Le Temps, en octobre 1918, disait : « Le port d’un masque […] constitue une précaution très utile dont il importerait de généraliser l’emploi pour toute personne soignant les grippés et pour les malades eux-mêmes ». Et dans cette liste de préconisations alors que la grippe s’installe en France durant 1918, cette mention ne figure qu’à la fin, à la suite de toutes les autres recommandations contre la grippe, assez sommaires. A l’époque, le port du masque paraît superficiel, alors que la fermeture des lieux publics ne sera jamais envisagée. Le masque est même moqué et tourné en ridicule par beaucoup, y compris par certains docteurs de profession.

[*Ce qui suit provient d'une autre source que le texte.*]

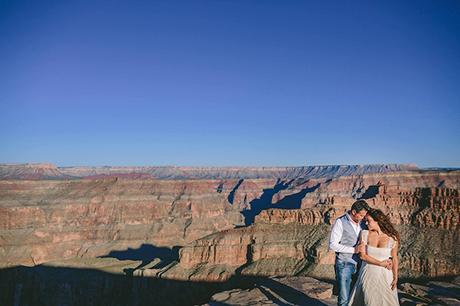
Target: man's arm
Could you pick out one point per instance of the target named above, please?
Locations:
(336, 236)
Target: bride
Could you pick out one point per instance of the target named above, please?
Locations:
(376, 285)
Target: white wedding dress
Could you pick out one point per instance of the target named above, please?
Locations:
(373, 286)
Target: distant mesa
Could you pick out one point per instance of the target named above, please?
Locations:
(40, 171)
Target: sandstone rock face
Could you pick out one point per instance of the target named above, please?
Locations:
(47, 220)
(49, 171)
(276, 291)
(294, 241)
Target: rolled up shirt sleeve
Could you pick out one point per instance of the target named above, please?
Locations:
(336, 236)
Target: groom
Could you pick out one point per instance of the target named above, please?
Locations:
(344, 241)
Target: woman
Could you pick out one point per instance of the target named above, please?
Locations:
(376, 285)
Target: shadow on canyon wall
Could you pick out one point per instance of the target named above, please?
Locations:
(293, 201)
(147, 253)
(46, 285)
(264, 202)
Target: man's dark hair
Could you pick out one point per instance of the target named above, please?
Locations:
(360, 205)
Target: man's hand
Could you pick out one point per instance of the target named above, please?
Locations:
(388, 264)
(360, 247)
(394, 283)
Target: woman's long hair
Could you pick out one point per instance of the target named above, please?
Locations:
(384, 223)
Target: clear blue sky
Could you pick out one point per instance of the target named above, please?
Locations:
(241, 82)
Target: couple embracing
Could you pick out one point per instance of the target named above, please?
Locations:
(374, 249)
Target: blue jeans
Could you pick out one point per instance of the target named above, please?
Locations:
(343, 273)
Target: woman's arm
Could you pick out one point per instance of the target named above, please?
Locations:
(367, 258)
(371, 260)
(394, 255)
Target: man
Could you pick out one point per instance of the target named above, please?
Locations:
(343, 240)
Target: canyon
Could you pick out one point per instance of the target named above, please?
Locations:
(210, 226)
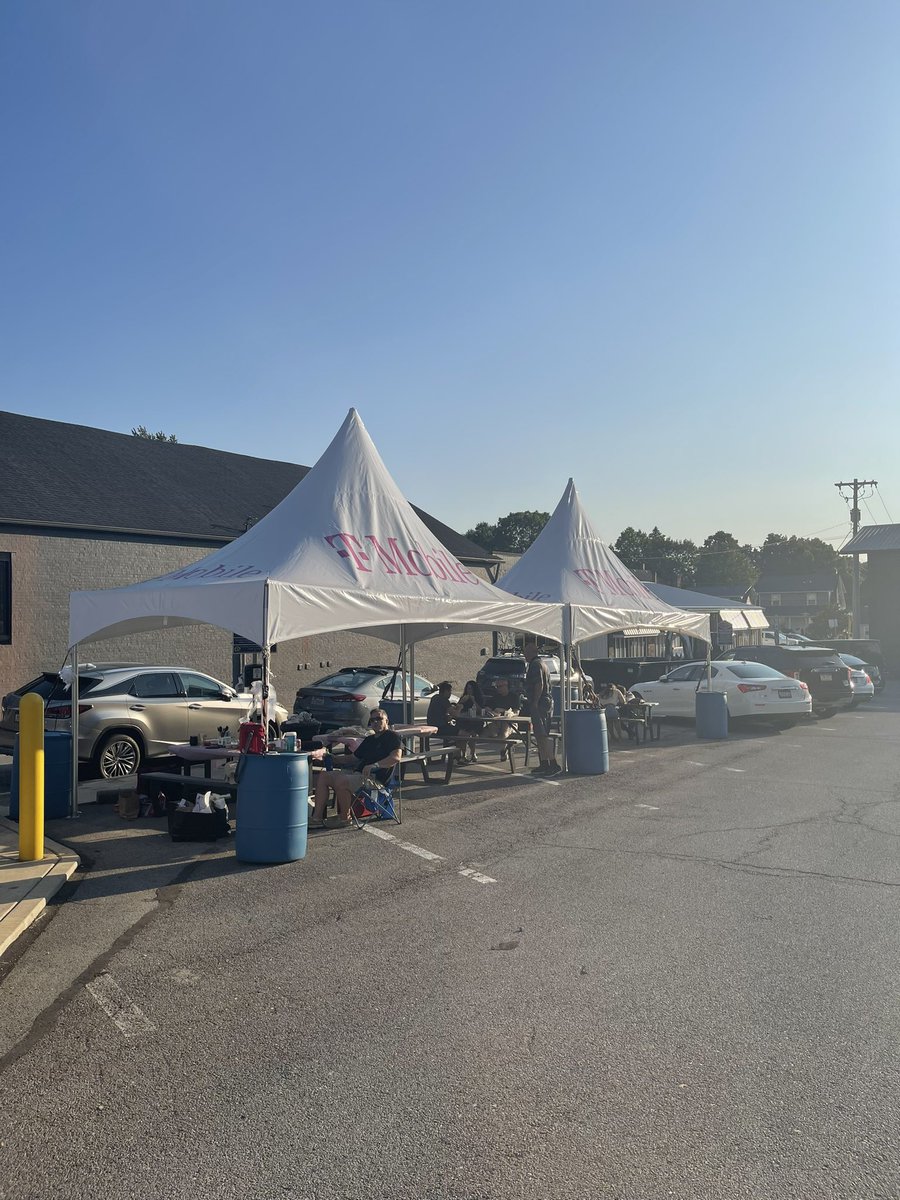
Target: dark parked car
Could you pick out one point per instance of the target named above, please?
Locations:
(820, 669)
(347, 696)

Même si ce débat existe encore aujourd’hui, n’oublions pas que nous avons, dans cette période, affaire à une population qui sort d’une guerre mondiale. Elle a pris une grande place sur son territoire, et le gaz moutarde ou le chlore ont été pendant 3 à 4 ans des armes chimiques contre lesquels les poilus ont dû lutter par l’utilisation de solides masques à gaz. Ainsi, même s’il était prouvé que la crise sanitaire pouvait être arrêtée par des masques bien plus légers, ces derniers ne seront pas pris au sérieux par une population regorgeant d’anciens combattants. Le masque contre la grippe sera donc très facilement délaissé. On y prête peu de confiance, le voyant simplement comme inefficace.

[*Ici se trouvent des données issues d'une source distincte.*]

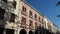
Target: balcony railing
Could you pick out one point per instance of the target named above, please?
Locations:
(36, 19)
(31, 16)
(31, 27)
(24, 13)
(23, 25)
(8, 5)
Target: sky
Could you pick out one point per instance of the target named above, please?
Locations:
(48, 8)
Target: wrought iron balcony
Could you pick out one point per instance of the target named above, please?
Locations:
(30, 16)
(24, 13)
(24, 25)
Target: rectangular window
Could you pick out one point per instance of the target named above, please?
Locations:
(35, 25)
(30, 23)
(30, 13)
(39, 19)
(14, 3)
(2, 11)
(12, 19)
(5, 1)
(23, 20)
(42, 21)
(35, 16)
(23, 9)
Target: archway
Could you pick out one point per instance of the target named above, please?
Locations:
(30, 32)
(23, 31)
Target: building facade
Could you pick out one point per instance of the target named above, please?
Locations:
(18, 17)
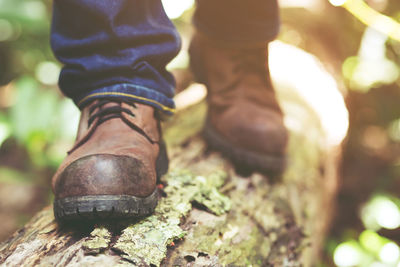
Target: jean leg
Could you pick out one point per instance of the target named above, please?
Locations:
(238, 21)
(115, 48)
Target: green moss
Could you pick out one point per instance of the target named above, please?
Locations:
(147, 241)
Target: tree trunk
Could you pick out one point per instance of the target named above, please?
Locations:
(209, 215)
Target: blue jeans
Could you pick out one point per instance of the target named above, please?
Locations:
(120, 48)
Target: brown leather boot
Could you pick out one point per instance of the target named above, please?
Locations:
(112, 170)
(244, 119)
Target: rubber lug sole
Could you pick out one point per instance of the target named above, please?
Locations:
(272, 165)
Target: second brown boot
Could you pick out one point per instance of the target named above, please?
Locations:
(112, 170)
(244, 119)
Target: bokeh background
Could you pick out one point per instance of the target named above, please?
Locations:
(38, 125)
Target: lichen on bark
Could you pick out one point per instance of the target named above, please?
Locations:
(147, 241)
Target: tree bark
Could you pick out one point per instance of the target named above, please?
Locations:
(208, 214)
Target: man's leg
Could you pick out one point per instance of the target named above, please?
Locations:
(115, 48)
(115, 53)
(230, 55)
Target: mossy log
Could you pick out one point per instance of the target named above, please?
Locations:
(209, 215)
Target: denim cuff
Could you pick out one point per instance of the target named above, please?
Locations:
(135, 93)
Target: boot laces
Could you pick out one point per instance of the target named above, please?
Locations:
(104, 113)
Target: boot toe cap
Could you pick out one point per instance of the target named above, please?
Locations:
(105, 174)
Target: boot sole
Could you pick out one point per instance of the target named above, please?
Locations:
(106, 207)
(245, 161)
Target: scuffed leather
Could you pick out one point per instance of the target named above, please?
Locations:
(242, 105)
(115, 160)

Il est aussi mis en avant l’état psychologique des malades qui, s’ils portent un masque, pourraient se retrouver très vite en marge de la population, car peu de personnes appliquent cette protection au visage. Porter un masque est alors synonyme de maladie. Cette crainte renforce alors l’emploi du masque et ceux qui en portent sont très vite l’objet de quolibets ou de réflexions des passants qui voient en eux des gens potentiellement malades.

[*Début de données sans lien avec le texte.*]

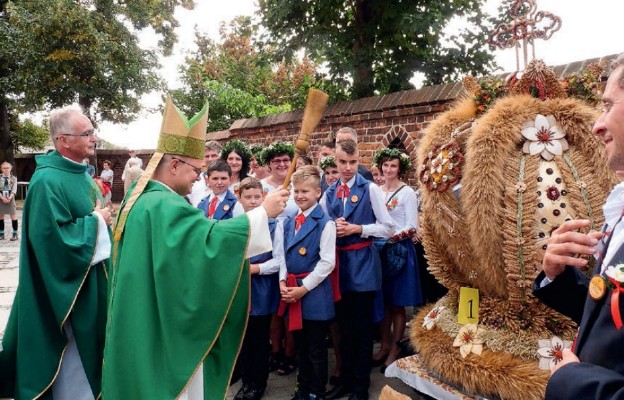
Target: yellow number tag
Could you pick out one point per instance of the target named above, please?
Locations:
(468, 306)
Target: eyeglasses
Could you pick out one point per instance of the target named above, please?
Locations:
(90, 133)
(282, 161)
(197, 170)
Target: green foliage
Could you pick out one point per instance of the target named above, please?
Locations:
(379, 44)
(56, 52)
(241, 79)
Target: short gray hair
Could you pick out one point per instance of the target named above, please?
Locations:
(349, 131)
(60, 120)
(617, 64)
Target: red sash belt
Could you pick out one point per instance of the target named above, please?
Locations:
(295, 318)
(334, 276)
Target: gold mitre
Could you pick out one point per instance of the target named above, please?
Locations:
(180, 136)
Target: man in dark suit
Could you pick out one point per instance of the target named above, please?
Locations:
(595, 367)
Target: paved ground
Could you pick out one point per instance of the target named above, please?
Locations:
(279, 388)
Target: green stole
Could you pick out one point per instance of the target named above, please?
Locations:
(56, 282)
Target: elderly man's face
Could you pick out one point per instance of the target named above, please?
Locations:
(610, 125)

Dans la presse française, dès lors que l’on traite du masque entre 1918 et 1920, c’est pour en parler à l’étranger. On le voit comme une anomalie dans des pays comme les Etats-Unis ou le Royaume-Uni qui adoptent massivement la protection en tissu : on privilégie l’aspect esthétique à celui sanitaire dans les colonnes. Les Français semblent se résigner face au virus. Peu opteront pour le port du masque, et rares seront les photos où l’on pourra apercevoir des Français portant un masque.

A Saint-Louis dans le Missouri aux Etats-Unis pendant l’épidémie de grippe espagnole, en octobre 1918.
Crédits : Photo Library of Congress. Reuters

Bien sûr, la situation sanitaire passe bien après la sortie de guerre et ses dégâts. Le contexte est à la relève économique et à la mémoire collective, plutôt qu’à l’isolement et au port du masque. Les Français n’ont aucun moyen, sinon très peu, d’être sensibilisé au port du masque. Aussi, toujours dans un contexte de sortie de guerre, le matériel médical durant 1918 peut difficilement s’adapter à une situation pandémique de grippe. Sans nul doute que le manque de moyens a poussé les milieux politiques et les institutions de Santé à minimiser la gravité du virus, contrairement à l’Espagne qui, en dévoilant ses dangers, s’est attaché le nom de la grippe, devenant espagnole après sa quasi-disparition suite à 1920. Au-delà de l’ignorance des Français, c’est donc surtout le mutisme de la presse et des milieux de santé qui a poussé les Français à ne pas croire au masque, contrairement à d’autres pays comme l’Espagne ou l’Angleterre.

Aujourd’hui, la situation est bien sûr toute autre. Néanmoins, un siècle est passé depuis, et certains débats qui avaient lieu à l’époque sont toujours d’actualité. En espérant que le progrès continue dans le sens de la sensibilisation du port du masque, face au danger que le virus peut porter sur autrui, de la grippe espagnole à la Covid19.